Sabtu, 27 Maret 2021

Konsep “kelembagaan” dan “organisasi” dalam literatur berbahasa Indonesia

 

Penggunaan konsep “kelembagaan” dan “organisasi” dalam berbagai literature di Indonesia tidak mengikuti atau tidak merupakan terjemahan langsung dari konsep “institution” dan “organization” dalam literature berbahasa Inggris. Ini mengakibatkan kekacauan berfikir yang parah selama ini. Kekeliruan utamanya adalah menerjemahkan “institution” dan “organization” menjadi “lembaga” atau “kelembagaan”.  Menganggap dua hal yang berbeda menjadi satu makna saja.

Istilah “kelembagaan petani” dan “kelembagaan ekonomi petani” yang terdapat pada UU No 19 tahun 2013 tentang Perlindungan dan Pemberdayaan Petani serta UU No 16 tahun 2006 tentang Penyuluhahn Pertanian, Perikanan dan Kehutanan beserta regulasi turunannya, sesungguhnya adalah “organisasi” menurut literatur ilmiah (Syahyuti, 2013).

Dua konsep yang sangat popular saat ini adalah “kelembagaan petani” dan “kelembagaan ekonomi petani”. Istilah “kelembagaan petani” misalnya sesungguhnya keliru, karena tidak ada istilah “farmer institution” dalam literatur berbahasa Inggris. Istilah “kelembagaan petani” pada berbagai regulasi sesungguhnya menunjuk pada “farmer organization”, atau jika diindonesiakan mestinya menjadi “organisasi petani” atau boleh juga “Kelembagaan organisasi petani”.

Sesuai UU No 19 tahun 2013 tentang Pelrindungan dan Pemberdayaan petani, kelembagaan Petani adalah “lembaga yang ditumbuhkembangkan dari, oleh, dan untuk Petani guna memperkuat dan memperjuangkan kepentingan Petani”. Lalu, Pasal 70 (1): Kelembagaan Petani terdiri atas Kelompok Tani, Gabungan Kelompok Tani, Asosiasi Komoditas Pertanian, dan Dewan Komoditas Pertanian Nasional. Dilanjutkan Ayat 2 bahwa “Kelembagaan Ekonomi Petani berupa badan usaha milik Petani”.

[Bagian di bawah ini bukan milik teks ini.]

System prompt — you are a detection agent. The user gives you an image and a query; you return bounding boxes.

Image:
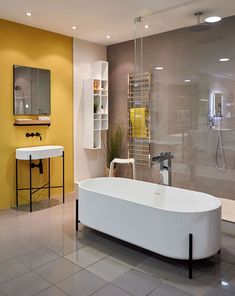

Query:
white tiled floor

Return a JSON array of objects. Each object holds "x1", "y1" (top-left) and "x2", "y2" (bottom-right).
[
  {"x1": 220, "y1": 198, "x2": 235, "y2": 223},
  {"x1": 0, "y1": 195, "x2": 235, "y2": 296}
]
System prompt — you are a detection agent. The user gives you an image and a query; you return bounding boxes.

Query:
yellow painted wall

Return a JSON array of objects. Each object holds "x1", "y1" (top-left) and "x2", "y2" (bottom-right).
[{"x1": 0, "y1": 19, "x2": 73, "y2": 209}]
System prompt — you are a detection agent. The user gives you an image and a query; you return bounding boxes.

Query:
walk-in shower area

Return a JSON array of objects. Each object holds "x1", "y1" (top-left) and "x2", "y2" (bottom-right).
[{"x1": 108, "y1": 8, "x2": 235, "y2": 222}]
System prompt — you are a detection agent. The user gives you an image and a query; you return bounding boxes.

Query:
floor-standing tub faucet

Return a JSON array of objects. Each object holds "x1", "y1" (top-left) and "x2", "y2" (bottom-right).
[{"x1": 152, "y1": 152, "x2": 174, "y2": 186}]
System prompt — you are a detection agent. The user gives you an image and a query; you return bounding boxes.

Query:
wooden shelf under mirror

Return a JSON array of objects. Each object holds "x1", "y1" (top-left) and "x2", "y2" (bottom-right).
[{"x1": 14, "y1": 119, "x2": 51, "y2": 126}]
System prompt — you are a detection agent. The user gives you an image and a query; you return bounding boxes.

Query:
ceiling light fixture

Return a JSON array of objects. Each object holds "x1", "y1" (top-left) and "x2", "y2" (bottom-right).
[
  {"x1": 205, "y1": 16, "x2": 221, "y2": 23},
  {"x1": 221, "y1": 281, "x2": 229, "y2": 287},
  {"x1": 219, "y1": 58, "x2": 230, "y2": 62}
]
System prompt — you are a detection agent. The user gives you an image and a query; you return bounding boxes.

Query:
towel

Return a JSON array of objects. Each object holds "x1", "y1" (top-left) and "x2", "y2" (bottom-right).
[{"x1": 130, "y1": 108, "x2": 149, "y2": 139}]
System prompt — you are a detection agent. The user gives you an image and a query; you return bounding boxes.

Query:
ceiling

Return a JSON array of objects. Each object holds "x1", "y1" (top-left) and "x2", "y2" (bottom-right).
[{"x1": 0, "y1": 0, "x2": 235, "y2": 45}]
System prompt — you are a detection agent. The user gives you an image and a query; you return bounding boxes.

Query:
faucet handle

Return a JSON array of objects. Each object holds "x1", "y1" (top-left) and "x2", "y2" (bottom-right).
[{"x1": 35, "y1": 132, "x2": 42, "y2": 141}]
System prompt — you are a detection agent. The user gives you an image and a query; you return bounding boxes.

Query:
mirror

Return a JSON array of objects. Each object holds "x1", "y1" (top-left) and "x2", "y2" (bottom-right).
[
  {"x1": 212, "y1": 93, "x2": 223, "y2": 117},
  {"x1": 13, "y1": 65, "x2": 51, "y2": 115}
]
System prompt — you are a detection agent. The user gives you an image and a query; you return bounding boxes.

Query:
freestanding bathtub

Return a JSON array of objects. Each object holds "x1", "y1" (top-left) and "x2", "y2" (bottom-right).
[{"x1": 76, "y1": 177, "x2": 221, "y2": 276}]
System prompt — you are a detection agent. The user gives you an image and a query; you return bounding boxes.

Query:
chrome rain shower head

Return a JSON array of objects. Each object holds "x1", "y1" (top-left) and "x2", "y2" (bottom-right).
[{"x1": 187, "y1": 11, "x2": 211, "y2": 32}]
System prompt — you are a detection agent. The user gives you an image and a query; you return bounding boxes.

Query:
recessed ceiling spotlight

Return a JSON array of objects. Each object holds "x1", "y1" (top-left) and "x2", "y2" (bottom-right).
[
  {"x1": 219, "y1": 58, "x2": 230, "y2": 62},
  {"x1": 205, "y1": 16, "x2": 221, "y2": 23},
  {"x1": 221, "y1": 281, "x2": 229, "y2": 287}
]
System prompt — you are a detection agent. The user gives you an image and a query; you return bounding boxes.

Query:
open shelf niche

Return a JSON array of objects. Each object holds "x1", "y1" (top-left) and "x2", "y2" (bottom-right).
[{"x1": 84, "y1": 61, "x2": 108, "y2": 149}]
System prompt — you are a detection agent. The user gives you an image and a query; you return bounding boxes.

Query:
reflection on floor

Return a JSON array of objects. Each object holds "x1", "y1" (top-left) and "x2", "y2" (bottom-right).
[
  {"x1": 220, "y1": 198, "x2": 235, "y2": 223},
  {"x1": 0, "y1": 197, "x2": 235, "y2": 296}
]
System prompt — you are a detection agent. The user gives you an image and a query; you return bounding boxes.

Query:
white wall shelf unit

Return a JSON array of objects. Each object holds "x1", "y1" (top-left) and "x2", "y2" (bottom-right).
[{"x1": 84, "y1": 61, "x2": 108, "y2": 149}]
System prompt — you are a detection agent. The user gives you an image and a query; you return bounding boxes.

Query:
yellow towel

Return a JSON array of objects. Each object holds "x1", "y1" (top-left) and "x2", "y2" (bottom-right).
[{"x1": 130, "y1": 108, "x2": 148, "y2": 139}]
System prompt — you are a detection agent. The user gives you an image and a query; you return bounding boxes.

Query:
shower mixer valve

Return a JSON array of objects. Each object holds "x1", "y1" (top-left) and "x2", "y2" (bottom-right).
[{"x1": 152, "y1": 152, "x2": 174, "y2": 186}]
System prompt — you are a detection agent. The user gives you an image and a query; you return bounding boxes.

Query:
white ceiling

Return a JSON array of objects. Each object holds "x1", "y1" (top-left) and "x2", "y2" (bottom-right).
[{"x1": 0, "y1": 0, "x2": 235, "y2": 45}]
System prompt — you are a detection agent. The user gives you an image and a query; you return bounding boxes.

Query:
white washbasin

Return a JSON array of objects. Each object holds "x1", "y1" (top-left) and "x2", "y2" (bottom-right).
[{"x1": 16, "y1": 145, "x2": 64, "y2": 160}]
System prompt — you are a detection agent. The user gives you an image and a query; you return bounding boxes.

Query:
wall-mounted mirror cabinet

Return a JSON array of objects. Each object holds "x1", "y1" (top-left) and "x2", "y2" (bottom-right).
[{"x1": 13, "y1": 65, "x2": 51, "y2": 115}]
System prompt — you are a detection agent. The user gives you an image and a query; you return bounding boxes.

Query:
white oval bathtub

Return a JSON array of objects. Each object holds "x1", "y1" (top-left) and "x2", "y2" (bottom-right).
[{"x1": 79, "y1": 178, "x2": 221, "y2": 259}]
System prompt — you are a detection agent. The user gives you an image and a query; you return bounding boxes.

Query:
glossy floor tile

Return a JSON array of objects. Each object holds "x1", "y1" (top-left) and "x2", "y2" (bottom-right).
[
  {"x1": 56, "y1": 269, "x2": 107, "y2": 296},
  {"x1": 0, "y1": 195, "x2": 235, "y2": 296},
  {"x1": 112, "y1": 269, "x2": 162, "y2": 296},
  {"x1": 35, "y1": 258, "x2": 82, "y2": 284},
  {"x1": 1, "y1": 271, "x2": 50, "y2": 296},
  {"x1": 86, "y1": 257, "x2": 130, "y2": 282}
]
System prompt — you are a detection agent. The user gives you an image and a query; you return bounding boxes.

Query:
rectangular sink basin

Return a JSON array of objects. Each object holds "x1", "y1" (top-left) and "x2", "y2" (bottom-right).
[{"x1": 16, "y1": 145, "x2": 64, "y2": 160}]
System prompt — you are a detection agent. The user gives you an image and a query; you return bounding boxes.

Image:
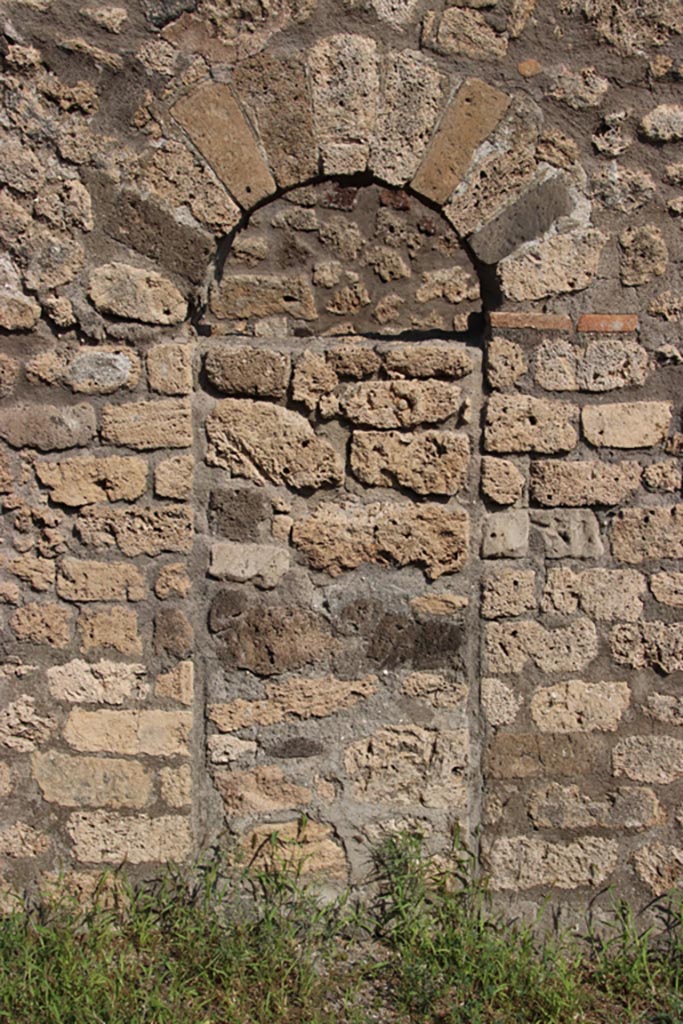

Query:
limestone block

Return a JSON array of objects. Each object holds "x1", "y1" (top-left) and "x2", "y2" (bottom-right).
[
  {"x1": 339, "y1": 380, "x2": 462, "y2": 430},
  {"x1": 206, "y1": 398, "x2": 344, "y2": 488},
  {"x1": 232, "y1": 53, "x2": 318, "y2": 187},
  {"x1": 171, "y1": 82, "x2": 275, "y2": 209},
  {"x1": 211, "y1": 272, "x2": 317, "y2": 321},
  {"x1": 612, "y1": 736, "x2": 683, "y2": 785},
  {"x1": 78, "y1": 606, "x2": 142, "y2": 654},
  {"x1": 481, "y1": 511, "x2": 528, "y2": 558},
  {"x1": 88, "y1": 262, "x2": 187, "y2": 324},
  {"x1": 0, "y1": 403, "x2": 96, "y2": 452},
  {"x1": 57, "y1": 558, "x2": 146, "y2": 601},
  {"x1": 31, "y1": 751, "x2": 152, "y2": 808},
  {"x1": 34, "y1": 455, "x2": 147, "y2": 508},
  {"x1": 498, "y1": 227, "x2": 607, "y2": 302},
  {"x1": 344, "y1": 725, "x2": 469, "y2": 811},
  {"x1": 531, "y1": 509, "x2": 604, "y2": 558},
  {"x1": 412, "y1": 76, "x2": 510, "y2": 204},
  {"x1": 101, "y1": 398, "x2": 193, "y2": 451},
  {"x1": 46, "y1": 657, "x2": 146, "y2": 705},
  {"x1": 527, "y1": 782, "x2": 666, "y2": 830},
  {"x1": 204, "y1": 345, "x2": 290, "y2": 398},
  {"x1": 484, "y1": 394, "x2": 579, "y2": 454},
  {"x1": 209, "y1": 541, "x2": 290, "y2": 590},
  {"x1": 370, "y1": 50, "x2": 447, "y2": 185},
  {"x1": 581, "y1": 401, "x2": 672, "y2": 449},
  {"x1": 9, "y1": 604, "x2": 71, "y2": 647},
  {"x1": 481, "y1": 455, "x2": 525, "y2": 505},
  {"x1": 209, "y1": 676, "x2": 378, "y2": 732},
  {"x1": 292, "y1": 502, "x2": 469, "y2": 580},
  {"x1": 530, "y1": 679, "x2": 631, "y2": 732},
  {"x1": 350, "y1": 430, "x2": 470, "y2": 495},
  {"x1": 486, "y1": 836, "x2": 618, "y2": 892},
  {"x1": 63, "y1": 708, "x2": 193, "y2": 758},
  {"x1": 67, "y1": 811, "x2": 193, "y2": 864},
  {"x1": 529, "y1": 459, "x2": 641, "y2": 507},
  {"x1": 481, "y1": 569, "x2": 538, "y2": 618},
  {"x1": 76, "y1": 505, "x2": 194, "y2": 558}
]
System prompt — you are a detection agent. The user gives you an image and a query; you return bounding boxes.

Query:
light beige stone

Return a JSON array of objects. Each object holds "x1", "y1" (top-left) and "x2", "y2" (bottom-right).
[
  {"x1": 67, "y1": 811, "x2": 193, "y2": 864},
  {"x1": 35, "y1": 455, "x2": 147, "y2": 508},
  {"x1": 31, "y1": 751, "x2": 152, "y2": 808},
  {"x1": 56, "y1": 558, "x2": 146, "y2": 602},
  {"x1": 155, "y1": 662, "x2": 195, "y2": 707},
  {"x1": 88, "y1": 261, "x2": 187, "y2": 324},
  {"x1": 209, "y1": 541, "x2": 290, "y2": 590},
  {"x1": 339, "y1": 380, "x2": 462, "y2": 430},
  {"x1": 484, "y1": 394, "x2": 579, "y2": 454},
  {"x1": 481, "y1": 569, "x2": 538, "y2": 618},
  {"x1": 78, "y1": 605, "x2": 142, "y2": 654},
  {"x1": 480, "y1": 456, "x2": 526, "y2": 505},
  {"x1": 9, "y1": 604, "x2": 72, "y2": 647},
  {"x1": 209, "y1": 676, "x2": 378, "y2": 732},
  {"x1": 344, "y1": 725, "x2": 469, "y2": 811},
  {"x1": 63, "y1": 709, "x2": 193, "y2": 757},
  {"x1": 529, "y1": 459, "x2": 641, "y2": 507},
  {"x1": 46, "y1": 657, "x2": 147, "y2": 705},
  {"x1": 486, "y1": 836, "x2": 618, "y2": 892},
  {"x1": 484, "y1": 618, "x2": 598, "y2": 675},
  {"x1": 527, "y1": 782, "x2": 666, "y2": 830},
  {"x1": 76, "y1": 505, "x2": 194, "y2": 558},
  {"x1": 292, "y1": 502, "x2": 469, "y2": 580},
  {"x1": 612, "y1": 736, "x2": 683, "y2": 785},
  {"x1": 101, "y1": 398, "x2": 193, "y2": 451},
  {"x1": 581, "y1": 401, "x2": 672, "y2": 449},
  {"x1": 350, "y1": 430, "x2": 470, "y2": 495},
  {"x1": 206, "y1": 398, "x2": 344, "y2": 487},
  {"x1": 155, "y1": 455, "x2": 195, "y2": 501},
  {"x1": 498, "y1": 227, "x2": 607, "y2": 302},
  {"x1": 530, "y1": 679, "x2": 631, "y2": 732}
]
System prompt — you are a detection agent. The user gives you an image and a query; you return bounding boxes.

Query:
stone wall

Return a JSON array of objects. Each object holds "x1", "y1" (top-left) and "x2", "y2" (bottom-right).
[{"x1": 0, "y1": 0, "x2": 683, "y2": 903}]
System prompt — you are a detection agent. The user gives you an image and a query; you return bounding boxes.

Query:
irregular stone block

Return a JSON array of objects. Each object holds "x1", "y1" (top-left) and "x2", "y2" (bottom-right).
[
  {"x1": 204, "y1": 345, "x2": 291, "y2": 398},
  {"x1": 485, "y1": 836, "x2": 618, "y2": 892},
  {"x1": 350, "y1": 430, "x2": 470, "y2": 495},
  {"x1": 101, "y1": 398, "x2": 193, "y2": 451},
  {"x1": 67, "y1": 811, "x2": 193, "y2": 864},
  {"x1": 412, "y1": 76, "x2": 510, "y2": 204},
  {"x1": 344, "y1": 725, "x2": 469, "y2": 810},
  {"x1": 481, "y1": 511, "x2": 528, "y2": 558},
  {"x1": 63, "y1": 709, "x2": 193, "y2": 758},
  {"x1": 529, "y1": 459, "x2": 641, "y2": 507},
  {"x1": 0, "y1": 403, "x2": 97, "y2": 452},
  {"x1": 498, "y1": 227, "x2": 607, "y2": 302},
  {"x1": 531, "y1": 509, "x2": 604, "y2": 558},
  {"x1": 171, "y1": 82, "x2": 275, "y2": 209},
  {"x1": 484, "y1": 394, "x2": 579, "y2": 454},
  {"x1": 370, "y1": 50, "x2": 447, "y2": 185},
  {"x1": 206, "y1": 398, "x2": 344, "y2": 488},
  {"x1": 76, "y1": 505, "x2": 194, "y2": 558},
  {"x1": 34, "y1": 455, "x2": 147, "y2": 508},
  {"x1": 581, "y1": 401, "x2": 672, "y2": 449},
  {"x1": 339, "y1": 380, "x2": 461, "y2": 430},
  {"x1": 612, "y1": 736, "x2": 683, "y2": 785},
  {"x1": 46, "y1": 657, "x2": 146, "y2": 705},
  {"x1": 31, "y1": 751, "x2": 152, "y2": 808},
  {"x1": 88, "y1": 261, "x2": 187, "y2": 324},
  {"x1": 529, "y1": 679, "x2": 631, "y2": 732},
  {"x1": 211, "y1": 273, "x2": 317, "y2": 321},
  {"x1": 292, "y1": 502, "x2": 469, "y2": 580}
]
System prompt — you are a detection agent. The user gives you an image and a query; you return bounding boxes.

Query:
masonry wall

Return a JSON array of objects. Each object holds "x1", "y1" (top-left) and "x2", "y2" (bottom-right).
[{"x1": 0, "y1": 0, "x2": 683, "y2": 904}]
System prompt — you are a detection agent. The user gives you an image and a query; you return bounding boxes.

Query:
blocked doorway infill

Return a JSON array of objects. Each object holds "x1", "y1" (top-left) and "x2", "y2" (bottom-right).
[{"x1": 198, "y1": 182, "x2": 489, "y2": 880}]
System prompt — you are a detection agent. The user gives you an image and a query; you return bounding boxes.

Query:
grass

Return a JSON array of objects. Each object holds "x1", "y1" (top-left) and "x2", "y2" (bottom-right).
[{"x1": 0, "y1": 835, "x2": 683, "y2": 1024}]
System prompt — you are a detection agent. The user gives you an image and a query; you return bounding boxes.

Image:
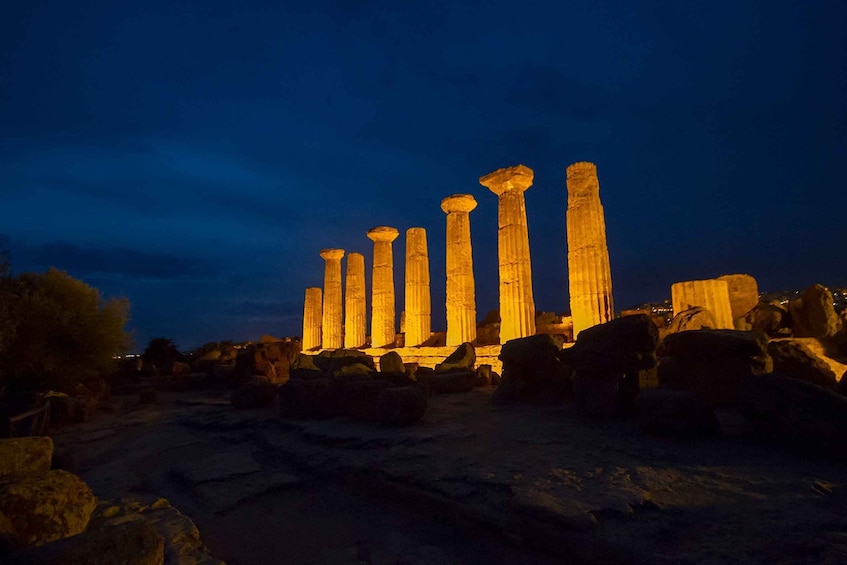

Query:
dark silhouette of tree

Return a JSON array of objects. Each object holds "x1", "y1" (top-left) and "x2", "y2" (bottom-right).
[
  {"x1": 141, "y1": 337, "x2": 184, "y2": 374},
  {"x1": 0, "y1": 267, "x2": 131, "y2": 390}
]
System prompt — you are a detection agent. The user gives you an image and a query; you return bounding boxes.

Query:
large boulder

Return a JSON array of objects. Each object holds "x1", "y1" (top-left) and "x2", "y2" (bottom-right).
[
  {"x1": 738, "y1": 375, "x2": 847, "y2": 461},
  {"x1": 376, "y1": 385, "x2": 427, "y2": 426},
  {"x1": 379, "y1": 351, "x2": 406, "y2": 373},
  {"x1": 0, "y1": 470, "x2": 96, "y2": 546},
  {"x1": 435, "y1": 342, "x2": 476, "y2": 373},
  {"x1": 559, "y1": 314, "x2": 659, "y2": 417},
  {"x1": 312, "y1": 349, "x2": 376, "y2": 373},
  {"x1": 768, "y1": 340, "x2": 838, "y2": 390},
  {"x1": 229, "y1": 377, "x2": 277, "y2": 409},
  {"x1": 491, "y1": 334, "x2": 573, "y2": 404},
  {"x1": 0, "y1": 437, "x2": 53, "y2": 477},
  {"x1": 666, "y1": 306, "x2": 717, "y2": 334},
  {"x1": 658, "y1": 330, "x2": 773, "y2": 406},
  {"x1": 788, "y1": 284, "x2": 841, "y2": 338},
  {"x1": 744, "y1": 302, "x2": 791, "y2": 337},
  {"x1": 278, "y1": 377, "x2": 334, "y2": 418},
  {"x1": 636, "y1": 388, "x2": 719, "y2": 438}
]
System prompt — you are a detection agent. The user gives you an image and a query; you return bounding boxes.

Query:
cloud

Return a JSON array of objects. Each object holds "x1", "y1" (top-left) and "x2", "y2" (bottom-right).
[{"x1": 7, "y1": 236, "x2": 212, "y2": 280}]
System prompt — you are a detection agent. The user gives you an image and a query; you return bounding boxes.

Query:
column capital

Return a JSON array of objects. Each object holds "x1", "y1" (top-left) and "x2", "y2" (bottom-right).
[
  {"x1": 479, "y1": 165, "x2": 535, "y2": 196},
  {"x1": 321, "y1": 249, "x2": 344, "y2": 260},
  {"x1": 441, "y1": 194, "x2": 476, "y2": 214},
  {"x1": 368, "y1": 226, "x2": 400, "y2": 243}
]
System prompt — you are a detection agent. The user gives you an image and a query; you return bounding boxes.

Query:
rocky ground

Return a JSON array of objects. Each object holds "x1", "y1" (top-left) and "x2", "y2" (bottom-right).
[{"x1": 53, "y1": 387, "x2": 847, "y2": 564}]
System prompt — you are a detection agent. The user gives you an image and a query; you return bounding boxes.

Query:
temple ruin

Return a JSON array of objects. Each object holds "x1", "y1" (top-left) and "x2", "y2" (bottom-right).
[
  {"x1": 479, "y1": 165, "x2": 535, "y2": 343},
  {"x1": 566, "y1": 163, "x2": 615, "y2": 338},
  {"x1": 368, "y1": 226, "x2": 400, "y2": 347},
  {"x1": 302, "y1": 286, "x2": 323, "y2": 351},
  {"x1": 401, "y1": 228, "x2": 432, "y2": 346},
  {"x1": 344, "y1": 253, "x2": 367, "y2": 349},
  {"x1": 321, "y1": 249, "x2": 344, "y2": 349},
  {"x1": 444, "y1": 194, "x2": 476, "y2": 346}
]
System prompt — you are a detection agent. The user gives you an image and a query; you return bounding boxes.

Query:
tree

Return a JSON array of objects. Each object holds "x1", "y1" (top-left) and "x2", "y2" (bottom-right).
[
  {"x1": 0, "y1": 269, "x2": 131, "y2": 391},
  {"x1": 141, "y1": 337, "x2": 183, "y2": 374}
]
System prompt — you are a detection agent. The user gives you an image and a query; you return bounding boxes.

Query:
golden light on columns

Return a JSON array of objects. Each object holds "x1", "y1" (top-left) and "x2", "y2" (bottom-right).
[
  {"x1": 479, "y1": 165, "x2": 535, "y2": 343},
  {"x1": 441, "y1": 194, "x2": 476, "y2": 346},
  {"x1": 303, "y1": 286, "x2": 323, "y2": 351},
  {"x1": 401, "y1": 228, "x2": 432, "y2": 347},
  {"x1": 344, "y1": 253, "x2": 367, "y2": 349},
  {"x1": 368, "y1": 226, "x2": 400, "y2": 347},
  {"x1": 321, "y1": 249, "x2": 344, "y2": 349},
  {"x1": 671, "y1": 279, "x2": 734, "y2": 330},
  {"x1": 567, "y1": 163, "x2": 615, "y2": 338}
]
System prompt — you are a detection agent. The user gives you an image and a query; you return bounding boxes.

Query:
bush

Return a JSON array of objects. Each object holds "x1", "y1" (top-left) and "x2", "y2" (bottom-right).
[{"x1": 0, "y1": 269, "x2": 130, "y2": 391}]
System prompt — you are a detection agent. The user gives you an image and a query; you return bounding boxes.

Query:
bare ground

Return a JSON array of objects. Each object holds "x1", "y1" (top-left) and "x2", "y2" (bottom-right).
[{"x1": 49, "y1": 389, "x2": 847, "y2": 564}]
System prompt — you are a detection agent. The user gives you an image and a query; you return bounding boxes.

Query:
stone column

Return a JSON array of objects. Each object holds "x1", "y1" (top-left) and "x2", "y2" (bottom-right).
[
  {"x1": 441, "y1": 194, "x2": 476, "y2": 346},
  {"x1": 401, "y1": 228, "x2": 432, "y2": 347},
  {"x1": 671, "y1": 279, "x2": 735, "y2": 330},
  {"x1": 479, "y1": 165, "x2": 535, "y2": 343},
  {"x1": 567, "y1": 163, "x2": 615, "y2": 339},
  {"x1": 368, "y1": 226, "x2": 400, "y2": 347},
  {"x1": 321, "y1": 249, "x2": 344, "y2": 349},
  {"x1": 303, "y1": 286, "x2": 323, "y2": 351},
  {"x1": 344, "y1": 253, "x2": 367, "y2": 349}
]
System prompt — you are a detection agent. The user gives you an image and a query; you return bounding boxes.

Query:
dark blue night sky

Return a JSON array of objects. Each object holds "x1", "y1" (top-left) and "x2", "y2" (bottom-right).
[{"x1": 0, "y1": 0, "x2": 847, "y2": 347}]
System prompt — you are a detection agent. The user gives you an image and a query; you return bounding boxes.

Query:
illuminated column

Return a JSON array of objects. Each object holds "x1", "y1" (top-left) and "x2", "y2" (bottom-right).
[
  {"x1": 479, "y1": 161, "x2": 535, "y2": 343},
  {"x1": 368, "y1": 226, "x2": 400, "y2": 347},
  {"x1": 303, "y1": 286, "x2": 323, "y2": 351},
  {"x1": 321, "y1": 249, "x2": 344, "y2": 349},
  {"x1": 441, "y1": 194, "x2": 476, "y2": 345},
  {"x1": 671, "y1": 279, "x2": 735, "y2": 330},
  {"x1": 344, "y1": 253, "x2": 367, "y2": 349},
  {"x1": 567, "y1": 163, "x2": 615, "y2": 338},
  {"x1": 401, "y1": 228, "x2": 432, "y2": 347}
]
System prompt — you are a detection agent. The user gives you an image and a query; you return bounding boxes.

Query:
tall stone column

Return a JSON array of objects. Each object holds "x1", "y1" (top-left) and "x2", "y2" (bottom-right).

Berikutnya, “kelembagaan ekonomi petani” sesuai UU No 19 tahun 2013 tentang P3, adalah lembaga yang melaksanakan kegiatan Usaha Tani yang dibentuk oleh, dari, dan untuk Petani, guna meningkatkan produktivitas dan efisiensi Usaha Tani, baik yang berbadan hukum maupun yang tidak berbadan hukum. Pasal 80 (1) menyebutkan bahwa BUMP dibentuk oleh, dari, dan untuk Petani melalui Gabungan Kelompok Tani dengan penyertaan modal yang seluruhnya dimiliki oleh Gabungan Kelompok Tani. BUMP berbentuk koperasi atau badan usaha lainnya sesuai dengan ketentuan peraturan perundang-undangan. BUMP berfungsi untuk meningkatkan skala ekonomi, daya saing, wadah investasi, dan mengembangkan jiwa kewirausahaan Petani.

Untuk lebih mudahnya, Kelembagaan petani (KP) tidak berbadan hokum, yaitu berupa kelompok tani, P3A, UPJA, Gapoktan, Gabungan kelompok tani, KWT, Taruna Tani, Bumdes. Sedangkan, Kelembagaan ekonomi petani (KEP) disebut juga BUMP (Badan Usaha Milik Petani) adalah badan usaha petani yang berbadan hukum. Secara UU Perdata, yang berbadan hukum selain individu (orang) hanya ada tiga, yakni Yayasan, perusahaan (CV, PT, NV, UD, dll), dan koperasi.